This is the mail archive of the
libc-alpha@sourceware.org
mailing list for the glibc project.
Re: [PATCH v2] malloc: Fix list_lock/arena lock deadlock [BZ #19182]
- From: Torvald Riegel <triegel at redhat dot com>
- To: Florian Weimer <fweimer at redhat dot com>
- Cc: GNU C Library <libc-alpha at sourceware dot org>
- Date: Mon, 21 Dec 2015 16:21:23 +0100
- Subject: Re: [PATCH v2] malloc: Fix list_lock/arena lock deadlock [BZ #19182]
- Authentication-results: sourceware.org; auth=none
- References: <56389C10 dot 6060001 at redhat dot com> <56642691 dot 7060806 at redhat dot com> <1449852593 dot 27311 dot 98 dot camel at localhost dot localdomain> <566F1114 dot 1060706 at redhat dot com> <1450380373 dot 26597 dot 29 dot camel at localhost dot localdomain> <56740C24 dot 90901 at redhat dot com>
On Fri, 2015-12-18 at 14:37 +0100, Florian Weimer wrote:
> On 12/17/2015 08:26 PM, Torvald Riegel wrote:
> > On Mon, 2015-12-14 at 19:57 +0100, Florian Weimer wrote:
> >> On 12/11/2015 05:49 PM, Torvald Riegel wrote:
> >>> I would provide more detail on the synchronization of read-only
> >>> traversals of the list. list_lock seems to be used to enforce mutual
> >>> exclusion between modification operations to the list (including
> >>> necessary reading/traversal of the list, so you can't go in without a
> >>> lock, figure out you need to change, and then grab list_lock). For
> >>> traversal-only / write-op synchronization, atomic operations are used.
> >>> This is the reason why write ops do not need to use acquire fences when
> >>> traversing the list. The acquire fences are missing in reused_arena,
> >>> and ptmalloc_[un]lock_all[2], it seems.
> >>
> >> Yeah. reused_arena also has a data race on the local static variable
> >> (and this one could actually be harmful).
> >
> > The lack of acquire fences is harmful. Or do you mean that this piece
> > of code might be more likely to cause code-generation-related problems
> > triggered by data races?
>
> I'm worried that the exit condition used for the loop does not trigger
> reliably and that two or more threads could loop endlessly in
> reused_arena. I don't know if it can happen in practice.

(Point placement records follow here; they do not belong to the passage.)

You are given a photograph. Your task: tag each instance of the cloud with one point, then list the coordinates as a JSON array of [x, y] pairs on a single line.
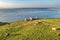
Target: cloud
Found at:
[[25, 5]]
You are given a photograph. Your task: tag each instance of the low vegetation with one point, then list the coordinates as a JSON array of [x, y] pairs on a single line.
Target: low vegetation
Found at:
[[39, 29]]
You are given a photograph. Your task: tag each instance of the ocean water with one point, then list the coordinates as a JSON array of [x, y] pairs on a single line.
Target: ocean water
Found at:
[[10, 15]]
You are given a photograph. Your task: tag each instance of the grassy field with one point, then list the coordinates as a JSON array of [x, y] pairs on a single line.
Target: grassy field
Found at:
[[40, 29]]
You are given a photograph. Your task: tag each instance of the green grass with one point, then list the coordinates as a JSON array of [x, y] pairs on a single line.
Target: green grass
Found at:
[[31, 30]]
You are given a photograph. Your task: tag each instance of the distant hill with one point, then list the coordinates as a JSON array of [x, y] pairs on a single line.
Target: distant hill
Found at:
[[39, 29]]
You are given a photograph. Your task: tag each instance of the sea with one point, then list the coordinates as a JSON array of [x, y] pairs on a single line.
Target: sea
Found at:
[[15, 14]]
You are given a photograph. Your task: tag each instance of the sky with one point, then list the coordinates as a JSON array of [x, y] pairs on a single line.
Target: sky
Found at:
[[29, 3]]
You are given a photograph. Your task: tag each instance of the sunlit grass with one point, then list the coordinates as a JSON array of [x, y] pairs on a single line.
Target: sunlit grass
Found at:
[[31, 30]]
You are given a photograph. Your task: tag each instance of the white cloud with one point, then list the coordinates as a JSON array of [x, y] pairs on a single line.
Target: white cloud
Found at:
[[25, 5]]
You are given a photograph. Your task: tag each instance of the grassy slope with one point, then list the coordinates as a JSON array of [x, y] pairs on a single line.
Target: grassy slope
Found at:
[[31, 30]]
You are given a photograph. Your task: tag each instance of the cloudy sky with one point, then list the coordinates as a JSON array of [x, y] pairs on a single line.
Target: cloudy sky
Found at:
[[29, 3]]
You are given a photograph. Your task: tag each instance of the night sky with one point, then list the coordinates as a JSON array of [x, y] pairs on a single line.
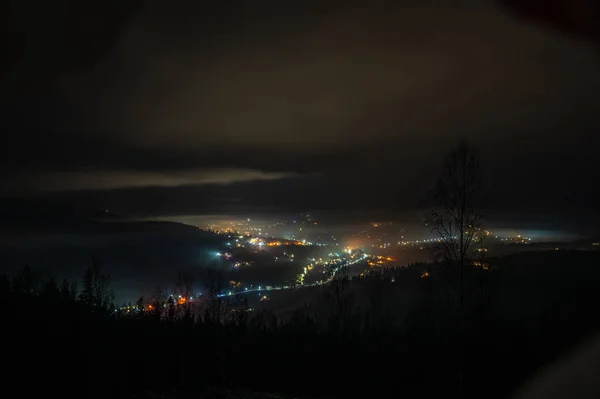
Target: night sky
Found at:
[[172, 108]]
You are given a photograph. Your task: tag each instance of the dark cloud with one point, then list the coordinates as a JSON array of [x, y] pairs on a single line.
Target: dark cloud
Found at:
[[348, 104]]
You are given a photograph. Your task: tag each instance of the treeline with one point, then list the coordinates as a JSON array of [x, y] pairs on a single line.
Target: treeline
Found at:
[[73, 342]]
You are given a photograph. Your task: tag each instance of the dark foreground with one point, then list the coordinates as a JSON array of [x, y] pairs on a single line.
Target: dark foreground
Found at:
[[394, 333]]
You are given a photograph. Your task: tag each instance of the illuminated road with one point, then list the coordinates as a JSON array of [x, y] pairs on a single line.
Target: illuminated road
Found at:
[[261, 290]]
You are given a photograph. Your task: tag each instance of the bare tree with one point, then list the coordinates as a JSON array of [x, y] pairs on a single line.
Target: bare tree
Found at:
[[96, 292], [455, 212], [454, 216]]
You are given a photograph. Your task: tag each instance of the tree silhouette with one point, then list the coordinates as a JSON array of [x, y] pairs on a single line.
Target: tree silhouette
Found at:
[[96, 293], [454, 217], [455, 213]]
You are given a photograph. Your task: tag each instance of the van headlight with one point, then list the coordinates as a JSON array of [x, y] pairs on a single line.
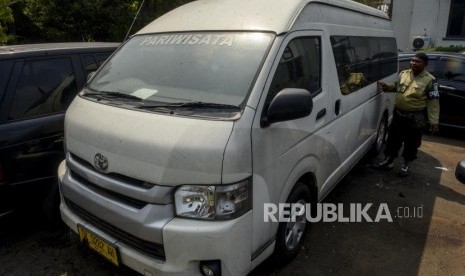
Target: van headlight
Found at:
[[213, 202]]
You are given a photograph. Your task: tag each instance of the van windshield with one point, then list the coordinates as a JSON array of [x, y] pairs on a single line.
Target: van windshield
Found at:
[[207, 68]]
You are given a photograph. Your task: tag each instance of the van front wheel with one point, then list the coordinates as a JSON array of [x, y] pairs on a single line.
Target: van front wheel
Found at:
[[290, 235]]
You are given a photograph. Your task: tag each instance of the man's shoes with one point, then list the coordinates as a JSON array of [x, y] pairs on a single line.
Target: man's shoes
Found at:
[[404, 169], [386, 164]]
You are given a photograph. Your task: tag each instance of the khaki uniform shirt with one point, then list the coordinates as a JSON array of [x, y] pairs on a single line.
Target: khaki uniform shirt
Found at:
[[415, 93]]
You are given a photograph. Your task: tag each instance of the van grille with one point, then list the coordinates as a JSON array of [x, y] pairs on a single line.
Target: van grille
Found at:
[[114, 176], [153, 249], [138, 204]]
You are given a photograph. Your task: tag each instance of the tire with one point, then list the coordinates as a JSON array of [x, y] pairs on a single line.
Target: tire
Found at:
[[291, 235], [381, 134]]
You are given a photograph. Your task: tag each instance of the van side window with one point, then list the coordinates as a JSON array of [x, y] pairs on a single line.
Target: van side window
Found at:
[[93, 62], [299, 67], [44, 87], [361, 61], [90, 64]]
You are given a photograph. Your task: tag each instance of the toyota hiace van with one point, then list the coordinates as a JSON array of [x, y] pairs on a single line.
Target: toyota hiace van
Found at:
[[214, 110]]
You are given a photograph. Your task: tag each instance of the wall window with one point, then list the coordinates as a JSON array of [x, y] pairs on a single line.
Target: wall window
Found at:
[[456, 26], [361, 61], [453, 70], [299, 67], [45, 87]]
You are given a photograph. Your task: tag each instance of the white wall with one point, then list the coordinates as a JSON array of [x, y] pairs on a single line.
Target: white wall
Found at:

I think eventually, a thread would pick up the most recent values and
given that the arena's stick around forever, the list navigation bug
might not lead to an error. However, when a new arena is added, a
thread may read unitialized values for the elements of the arena struct
(because the pointer to the arena is published with mo_release but not
read with mo_acquire).
> > I think a FIXME would be good; we know there is a bug, so we should just
> > document that.
>
> The attached version of the patch points out the data races I know of.
> I also adjusted the comments in struct malloc_state in malloc.c.
OK. The changes should be enough to make the issue stand out.
> > I'm not sure whether my question came across, so let me ask again: When
> > the lock is released temporarily, we still holds a pointer to the arena.
> > Until when we reacquire the lock, what can happen to the arena? Can the
> > arena and it's memory be deleted or similar, and the memory be reused
> > for something else?
>
> Arenas are allocated once and then stick around until the process exits.
Okay, that's important, and it seems to be required for correctness.
> The locking during arena selection is only there to select an
> uncontended arena. Releasing an arena lock and reacquiring it changes
> the way arenas are selected and means that another thread is more likely
> to select the same arena.
>
> I'm not sure why we even perform arena selection in parallel. The risk
> is that the lock probing detects the additional selection process, but
> not actual arena usage (for which the acquired lock might be a poor
> indicator anyway).
Agreed, based on your description of the situation.
Overall, this patch looks good to me. Thanks!